DSPO: Direct Semantic Preference Optimization for Real-World Image Super-Resolution

TL;DR

<3-5 sentence high-level summary> Real-World Image Super-Resolution (Real-ISR) models risk misalignment with human preferences, leading to artifacts and hallucinations when optimized purely on pixel-level reconstruction. The authors introduce Direct Semantic Preference Optimization (DSPO), a plug-and-play framework that injects semantic guidance through a semantic instance alignment strategy and a user description feedback strategy, extending Direct Preference Optimization (DPO) to instance-level, semantically guided learning for SR. DSPO uses Best/Worst-of-N on semantically segmented instances (via SAM) and diffusion-based loss terms that compare to a reference model, while leveraging textual feedback to constrain generation and suppress hallucinations. Experimental results across one-step and multi-step SR demonstrate improved perceptual quality and fidelity, with strong human-annotator and automatic-IQA support, establishing a new paradigm for aligning SR outputs with human preferences.

Abstract

Recent advances in diffusion models have improved Real-World Image Super-Resolution (Real-ISR), but existing methods lack human feedback integration, risking misalignment with human preference and may leading to artifacts, hallucinations and harmful content generation. To this end, we are the first to introduce human preference alignment into Real-ISR, a technique that has been successfully applied in Large Language Models and Text-to-Image tasks to effectively enhance the alignment of generated outputs with human preferences. Specifically, we introduce Direct Preference Optimization (DPO) into Real-ISR to achieve alignment, where DPO serves as a general alignment technique that directly learns from the human preference dataset. Nevertheless, unlike high-level tasks, the pixel-level reconstruction objectives of Real-ISR are difficult to reconcile with the image-level preferences of DPO, which can lead to the DPO being overly sensitive to local anomalies, leading to reduced generation quality. To resolve this dichotomy, we propose Direct Semantic Preference Optimization (DSPO) to align instance-level human preferences by incorporating semantic guidance, which is through two strategies: (a) semantic instance alignment strategy, implementing instance-level alignment to ensure fine-grained perceptual consistency, and (b) user description feedback strategy, mitigating hallucinations through semantic textual feedback on instance-level images.
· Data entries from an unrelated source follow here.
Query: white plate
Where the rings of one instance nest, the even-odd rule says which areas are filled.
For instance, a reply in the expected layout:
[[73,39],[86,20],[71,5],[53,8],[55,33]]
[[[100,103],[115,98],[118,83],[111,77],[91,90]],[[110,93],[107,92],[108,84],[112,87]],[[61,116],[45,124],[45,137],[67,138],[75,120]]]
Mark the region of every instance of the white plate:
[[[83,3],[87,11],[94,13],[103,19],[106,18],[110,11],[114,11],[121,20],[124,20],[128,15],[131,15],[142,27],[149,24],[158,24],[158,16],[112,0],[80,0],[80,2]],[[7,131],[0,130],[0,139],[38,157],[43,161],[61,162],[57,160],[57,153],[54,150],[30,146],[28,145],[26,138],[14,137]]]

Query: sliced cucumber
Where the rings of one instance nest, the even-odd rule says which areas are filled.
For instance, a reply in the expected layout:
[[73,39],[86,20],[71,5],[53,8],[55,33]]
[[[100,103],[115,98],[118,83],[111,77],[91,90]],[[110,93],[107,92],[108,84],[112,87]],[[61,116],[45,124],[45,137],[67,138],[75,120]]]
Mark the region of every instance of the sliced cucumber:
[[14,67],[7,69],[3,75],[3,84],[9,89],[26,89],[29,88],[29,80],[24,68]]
As a plug-and-play solution, DSPO proves highly effective in both one-step and multi-step SR frameworks.

Figures (6)

• Figure 1: The dilemma between image-level preferences in DPO and pixel-level reconstruction objectives in Real-ISR: The preferred image, selected by the 'winner of overall image visual pleasure' rule, appears sharper in the yellow bbox and other areas but shows local hallucinations in the red bbox, where the dispreferred image performs better.
• Figure 2: The overview of proposed direct semantic preference optimization (DSPO) method.
• Figure 3: The user preference win rates of DSPO, compared to pre-trained method, SFT, DDPO, and Diffusion-DPO, based on the Dreal dataset (top) and the Real dataset (bottom), under human annotation. We provide the 95% confidence interval of the win rate based on three independent annotation rounds.
• Figure 4: Quantitative comparison of DSPO with baselines on the automatic IQA Method. (a)-(c) depict the radar plots for the one-step SR framework on RealSR, DRealSR, and DIV2K-val, while (d)-(f) show radar plots for the multi-step SR framework on the same datasets. Note that all metrics are normalized and their trends are adjusted to be monotonically positive.
• Figure 5: Visualization comparison of DSPO and other baseline methods on the human annotator method (Top), and the automatic IQA method (Bottom).